Zugegeben, es ist nicht das Talent, von dem ich immer geträumt habe, aber irgendwie macht es das noch aufregender. Es ist ein Neuanfang, ein Weg, meine Schwester und mich zu retten, die Tür zu einem Luxusleben, das ich mir nie auch nur vorzustellen gewagt habe. Das Gewicht des Steins drückt auf meine Brust – er ist so nah. In mir brennt eine Begierde, die ich mir in dieser Stärke nie zuvor zugestanden habe.
Ich muss ihn haben.
»Das Ganze hat natürlich seinen Preis«, ergänzt Dahlia.
»Alles, was Sie wollen!«, versichere ich, ohne nachzudenken. Das Echo meiner Stimme hallt durch den Keller.

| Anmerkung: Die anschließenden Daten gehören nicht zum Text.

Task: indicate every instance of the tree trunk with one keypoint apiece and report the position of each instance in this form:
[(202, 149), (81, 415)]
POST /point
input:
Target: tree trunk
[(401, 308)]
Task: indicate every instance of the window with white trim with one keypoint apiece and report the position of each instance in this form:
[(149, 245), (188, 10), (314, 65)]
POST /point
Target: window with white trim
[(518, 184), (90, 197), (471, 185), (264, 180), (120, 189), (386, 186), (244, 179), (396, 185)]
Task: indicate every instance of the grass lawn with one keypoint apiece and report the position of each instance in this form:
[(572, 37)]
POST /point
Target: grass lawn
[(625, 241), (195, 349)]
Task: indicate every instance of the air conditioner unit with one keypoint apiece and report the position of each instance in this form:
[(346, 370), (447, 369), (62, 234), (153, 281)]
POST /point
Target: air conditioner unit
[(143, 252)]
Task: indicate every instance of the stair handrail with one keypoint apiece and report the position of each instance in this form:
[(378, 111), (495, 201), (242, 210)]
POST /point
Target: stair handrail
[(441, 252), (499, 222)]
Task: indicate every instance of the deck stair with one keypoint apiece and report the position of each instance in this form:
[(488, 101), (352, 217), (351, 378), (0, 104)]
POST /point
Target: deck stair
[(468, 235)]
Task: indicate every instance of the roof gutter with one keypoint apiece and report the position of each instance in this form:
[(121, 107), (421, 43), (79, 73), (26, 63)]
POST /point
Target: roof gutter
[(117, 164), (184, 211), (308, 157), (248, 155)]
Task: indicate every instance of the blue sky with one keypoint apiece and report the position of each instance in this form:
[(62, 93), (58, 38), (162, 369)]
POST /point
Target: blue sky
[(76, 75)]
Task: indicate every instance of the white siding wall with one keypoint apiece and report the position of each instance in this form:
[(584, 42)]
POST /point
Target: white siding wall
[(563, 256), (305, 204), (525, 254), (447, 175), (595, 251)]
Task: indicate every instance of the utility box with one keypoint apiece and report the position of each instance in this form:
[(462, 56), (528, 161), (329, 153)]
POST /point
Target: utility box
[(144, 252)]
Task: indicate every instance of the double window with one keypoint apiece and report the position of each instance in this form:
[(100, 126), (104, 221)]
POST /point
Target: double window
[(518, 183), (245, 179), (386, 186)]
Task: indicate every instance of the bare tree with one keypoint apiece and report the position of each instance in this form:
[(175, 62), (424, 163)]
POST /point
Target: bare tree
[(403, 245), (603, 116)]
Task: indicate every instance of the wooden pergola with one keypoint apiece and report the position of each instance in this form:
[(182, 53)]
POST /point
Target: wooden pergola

Das Lächeln, das sich auf ihren Lippen ausbreitet, ist so atemberaubend schön, dass es fast schon unheimlich ist. »Ich hatte gehofft, dass du das sagen würdest. Weißt du, Cleo, in meiner Branche sind gute Verbindungen das A und O. Ich brauche Leute, denen ich vertrauen kann. Kann ich dir vertrauen?«
Ich nicke augenblicklich, obwohl irgendwo in meinem Hinterkopf die Alarmglocken schrillen. Wer ist Dahlia? Ich bin dem Namen Sibille noch nie begegnet, nicht mal, als Vater noch die Kleider für den Großteil der feinen Gesellschaft geschneidert hat. Mich mit ihr zu verbünden, wäre garantiert ein Fehler. Aber die Energie, die die Kette auf meiner Haut ausstrahlt, ist zu stark, und tief in meinem Inneren weiß ich, dass ich alles dafür tun würde, um sie zu besitzen. Um meine Schwester zu retten. Um mein Schicksal zu ändern.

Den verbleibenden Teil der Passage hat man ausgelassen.